Russian FAS on parallel imports: Unjustified restrictions on import to Russia are inadmissible
A number of non-Russian brand owners in the automotive and medical products industries have received warnings from Russia’s Federal Antimonopoly Service (“FAS”) regarding allegedly unjustified restrictions on the import of their branded goods into Russia by companies that are not the authorised dealers of the brand owners.
On 14 July 2017, FAS issued warnings to Daimler AG (Germany), KYB Corporation (Japan), Renault s.a.s. (France) and YD-Diagnostics (South Korea) requesting that the brand owners stop imposing unjustified restrictions on the import of branded goods into Russia by companies other than the authorised dealers of the trademark owners. In the FAS’s view, such restrictions constitute an antitrust violation.
According to the FAS, the warnings were issued based on complaints from a number of independent importers indicating that their requests to obtain permission from the above trademark owners for imports into Russia were denied without any reasoning or, in other cases, were not responded to at all.
FAS reports that after reviewing the results of the investigation, it now considers the conduct of the foreign companies as constituting unfair competition in the respective markets. If the brand owners do not comply with the requirements of the warnings within 30 days of receipt, the authority will initiate proceedings for violation of Russian antitrust law by each of the affected companies.
The above actions of the FAS deviate from its previous enforcement practice as well as from the practice of the Russian courts in the last few years, according to which trademark owners were allowed to decide at their sole discretion whether to grant unauthorised importers import permits or not.

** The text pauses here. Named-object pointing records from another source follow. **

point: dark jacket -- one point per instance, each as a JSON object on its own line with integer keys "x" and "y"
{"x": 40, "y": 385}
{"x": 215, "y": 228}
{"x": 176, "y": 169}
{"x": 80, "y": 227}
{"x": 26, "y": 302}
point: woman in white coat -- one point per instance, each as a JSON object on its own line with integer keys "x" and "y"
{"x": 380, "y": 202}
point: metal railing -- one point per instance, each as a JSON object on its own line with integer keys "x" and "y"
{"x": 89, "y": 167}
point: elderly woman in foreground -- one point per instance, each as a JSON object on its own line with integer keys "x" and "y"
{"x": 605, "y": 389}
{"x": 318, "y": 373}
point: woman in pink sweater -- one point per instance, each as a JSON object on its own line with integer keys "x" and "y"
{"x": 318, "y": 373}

Depending on the outcome of the aforementioned cases, the brand owners may be required to reconsider their import structures.

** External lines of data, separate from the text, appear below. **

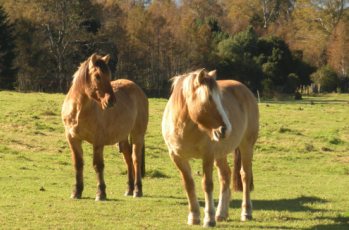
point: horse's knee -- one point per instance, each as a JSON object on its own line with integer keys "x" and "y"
{"x": 98, "y": 166}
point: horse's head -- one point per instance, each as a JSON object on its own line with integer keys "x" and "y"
{"x": 205, "y": 105}
{"x": 98, "y": 81}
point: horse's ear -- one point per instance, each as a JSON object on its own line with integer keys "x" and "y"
{"x": 213, "y": 74}
{"x": 106, "y": 58}
{"x": 200, "y": 77}
{"x": 93, "y": 59}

FAS’s position mentioned above gives rise to a number of questions that have no firm answers to date, in particular:
- What reasons underlying a denial by a trademark owner of a requested import permit could be considered justified?
- Is the trademark owner allowed to start a trademark action against a parallel importer who has imported the goods without requesting import permission in advance?
- Will FAS apply its new policy to markets other than automotive and medical products?
According to the FAS’s verbal explanations provided at the briefing held on 17 July 2017,
- FAS does NOT consider denial of an import permit to an independent importer to be an antitrust violation only if
(i) the independent importer seeks permission for the import of non-original (counterfeit) products; or
(ii) the branded goods are also manufactured by the trademark owner in Russia;
- FAS does NOT consider a trademark action against a parallel importer to be an antitrust violation when the parallel importer has not tried to obtain import permission from the trademark owner.
At the moment it is generally advisable for the brand owners to avoid leaving requests for import permits unanswered as well as to avoid rejecting such requests without sufficient reason. Additional measures may include
- rethinking/establishing the process of appointment/rejection of new importers/distributors for Russia as well as for handling individual requests for import permission;
- stipulating criteria for selecting/rejecting new importers in the company’s policy or other documents.